Parents and caregivers can have conversations with their kids as early as preschool because "children can internalize racial bias between the ages of 2 and 4." according to Jacqueline Dougé, M.D. The articles below are age-appropriate guides that can help you speak with your child:
- This Parents.com article explains how families can start a dialogue with their kids about fairness. The article quotes clinical psychologist Allison Briscoe-Smith, Ph.D., who explains that “little kids are very attuned to what’s fair and not fair. That’s a strong basis for discussing injustice.” Each section breaks down how parents can help children of different age groups understand and process what racism is.
- UNICEF posted this article with ideas on how to talk to kids about racism. They offer tips that can help start these important conversations at different stages in a child’s development. They explain that parents may not always have all the answers, and they provide this guide as a supplemental tool.

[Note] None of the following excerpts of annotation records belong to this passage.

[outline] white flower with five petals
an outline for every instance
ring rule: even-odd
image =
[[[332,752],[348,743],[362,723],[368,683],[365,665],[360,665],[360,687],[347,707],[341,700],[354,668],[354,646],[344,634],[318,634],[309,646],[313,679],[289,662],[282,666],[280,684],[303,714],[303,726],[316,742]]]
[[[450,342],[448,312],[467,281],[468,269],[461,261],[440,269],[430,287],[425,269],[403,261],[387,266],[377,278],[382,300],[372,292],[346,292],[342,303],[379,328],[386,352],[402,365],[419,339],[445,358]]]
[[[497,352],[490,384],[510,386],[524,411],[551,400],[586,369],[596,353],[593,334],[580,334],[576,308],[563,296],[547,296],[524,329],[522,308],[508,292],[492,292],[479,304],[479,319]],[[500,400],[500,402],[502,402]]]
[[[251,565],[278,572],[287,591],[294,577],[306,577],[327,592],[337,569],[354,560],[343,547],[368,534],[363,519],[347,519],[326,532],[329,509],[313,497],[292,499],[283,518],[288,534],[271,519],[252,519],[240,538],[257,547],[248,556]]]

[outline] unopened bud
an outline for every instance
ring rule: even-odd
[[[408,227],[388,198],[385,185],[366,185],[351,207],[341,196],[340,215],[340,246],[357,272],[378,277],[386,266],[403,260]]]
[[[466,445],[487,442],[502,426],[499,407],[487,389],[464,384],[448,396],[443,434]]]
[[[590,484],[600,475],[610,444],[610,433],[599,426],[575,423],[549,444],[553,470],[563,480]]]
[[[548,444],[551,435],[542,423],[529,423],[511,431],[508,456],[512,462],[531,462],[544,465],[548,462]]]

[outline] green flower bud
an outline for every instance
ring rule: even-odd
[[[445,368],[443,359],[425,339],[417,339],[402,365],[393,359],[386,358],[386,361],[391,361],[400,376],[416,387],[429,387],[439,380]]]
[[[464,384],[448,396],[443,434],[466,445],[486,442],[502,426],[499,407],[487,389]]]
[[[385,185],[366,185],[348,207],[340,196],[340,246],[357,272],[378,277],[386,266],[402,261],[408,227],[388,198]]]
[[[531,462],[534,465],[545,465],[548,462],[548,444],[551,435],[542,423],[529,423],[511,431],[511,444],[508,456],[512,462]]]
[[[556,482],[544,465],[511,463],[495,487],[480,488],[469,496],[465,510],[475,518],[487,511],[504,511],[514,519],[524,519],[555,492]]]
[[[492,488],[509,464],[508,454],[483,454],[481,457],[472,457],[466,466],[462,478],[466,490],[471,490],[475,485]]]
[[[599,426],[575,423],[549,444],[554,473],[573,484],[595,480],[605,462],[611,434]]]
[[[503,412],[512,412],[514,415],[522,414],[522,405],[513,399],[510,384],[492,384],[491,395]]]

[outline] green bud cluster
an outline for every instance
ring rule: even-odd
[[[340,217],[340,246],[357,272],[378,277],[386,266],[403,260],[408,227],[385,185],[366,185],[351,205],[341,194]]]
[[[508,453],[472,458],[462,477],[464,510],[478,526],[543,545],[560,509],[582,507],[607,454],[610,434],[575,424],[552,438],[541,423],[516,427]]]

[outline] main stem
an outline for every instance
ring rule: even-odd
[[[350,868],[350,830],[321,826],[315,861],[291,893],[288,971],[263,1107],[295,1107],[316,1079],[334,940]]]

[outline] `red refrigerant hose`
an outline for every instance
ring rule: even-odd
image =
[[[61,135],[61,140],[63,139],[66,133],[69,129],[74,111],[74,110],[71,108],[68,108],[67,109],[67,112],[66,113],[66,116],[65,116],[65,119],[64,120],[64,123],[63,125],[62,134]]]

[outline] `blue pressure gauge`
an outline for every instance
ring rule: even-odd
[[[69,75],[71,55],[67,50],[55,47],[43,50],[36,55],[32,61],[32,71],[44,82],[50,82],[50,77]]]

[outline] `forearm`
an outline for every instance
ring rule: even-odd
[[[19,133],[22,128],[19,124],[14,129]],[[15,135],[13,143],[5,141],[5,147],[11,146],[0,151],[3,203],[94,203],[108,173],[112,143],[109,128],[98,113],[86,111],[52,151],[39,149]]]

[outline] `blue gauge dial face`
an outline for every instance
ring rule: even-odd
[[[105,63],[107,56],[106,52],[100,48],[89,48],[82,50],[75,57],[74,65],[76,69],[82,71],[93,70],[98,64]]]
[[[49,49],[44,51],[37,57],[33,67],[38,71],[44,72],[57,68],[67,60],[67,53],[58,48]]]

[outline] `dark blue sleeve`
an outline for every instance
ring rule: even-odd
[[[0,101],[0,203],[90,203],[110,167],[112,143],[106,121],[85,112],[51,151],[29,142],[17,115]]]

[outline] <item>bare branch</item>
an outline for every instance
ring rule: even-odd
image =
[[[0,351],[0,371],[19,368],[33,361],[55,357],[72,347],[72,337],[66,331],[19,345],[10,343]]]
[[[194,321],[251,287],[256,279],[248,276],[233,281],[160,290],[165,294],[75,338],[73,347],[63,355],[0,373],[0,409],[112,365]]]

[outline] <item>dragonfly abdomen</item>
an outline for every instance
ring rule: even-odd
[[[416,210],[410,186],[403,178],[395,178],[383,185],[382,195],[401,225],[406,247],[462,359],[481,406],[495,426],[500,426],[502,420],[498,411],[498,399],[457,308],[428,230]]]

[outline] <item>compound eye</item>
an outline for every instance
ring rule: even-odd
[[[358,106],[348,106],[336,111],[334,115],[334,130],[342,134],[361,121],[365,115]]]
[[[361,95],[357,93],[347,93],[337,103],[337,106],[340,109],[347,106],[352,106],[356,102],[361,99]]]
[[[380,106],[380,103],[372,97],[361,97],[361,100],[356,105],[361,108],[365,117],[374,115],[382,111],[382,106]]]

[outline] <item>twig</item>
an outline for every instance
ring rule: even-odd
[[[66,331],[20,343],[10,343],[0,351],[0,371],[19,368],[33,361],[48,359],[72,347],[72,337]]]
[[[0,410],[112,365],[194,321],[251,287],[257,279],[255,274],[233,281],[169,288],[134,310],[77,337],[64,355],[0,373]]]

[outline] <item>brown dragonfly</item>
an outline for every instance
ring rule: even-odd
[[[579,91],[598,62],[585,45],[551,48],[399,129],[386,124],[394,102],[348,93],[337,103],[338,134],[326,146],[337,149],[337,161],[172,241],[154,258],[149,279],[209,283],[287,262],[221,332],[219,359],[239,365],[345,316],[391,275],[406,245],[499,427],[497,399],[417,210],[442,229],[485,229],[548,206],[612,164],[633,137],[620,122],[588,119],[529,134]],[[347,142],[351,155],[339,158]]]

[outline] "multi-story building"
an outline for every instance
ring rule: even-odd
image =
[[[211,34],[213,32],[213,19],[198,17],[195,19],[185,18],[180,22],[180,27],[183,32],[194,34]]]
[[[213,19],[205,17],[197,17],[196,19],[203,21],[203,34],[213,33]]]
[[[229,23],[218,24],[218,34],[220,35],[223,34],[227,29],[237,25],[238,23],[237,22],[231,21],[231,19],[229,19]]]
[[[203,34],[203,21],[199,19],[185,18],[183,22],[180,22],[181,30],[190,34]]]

Everyone enjoys watching videos. Below are three great resources if you want to let your child watch something that helps you get the conversation started:
- Sesame Street released a town hall called Coming Together: Standing Up to Racism. In it, Elmo and his dad, Louie, have an open dialogue about protests and racism with Atlanta Mayor Keisha Lance Bottoms, where she answers questions about combating racism and how kids can make a change.
- The Atlantic created a video called How to Talk to Kids About Race in 2018. Author Jemar Tisby narrates it and offers tips for families looking to start talking to their children about race.
- Author Jelani Memory reads his book called A Kids Book About Racism here. This can be a great way to spark conversation with your child and answer questions that they may have.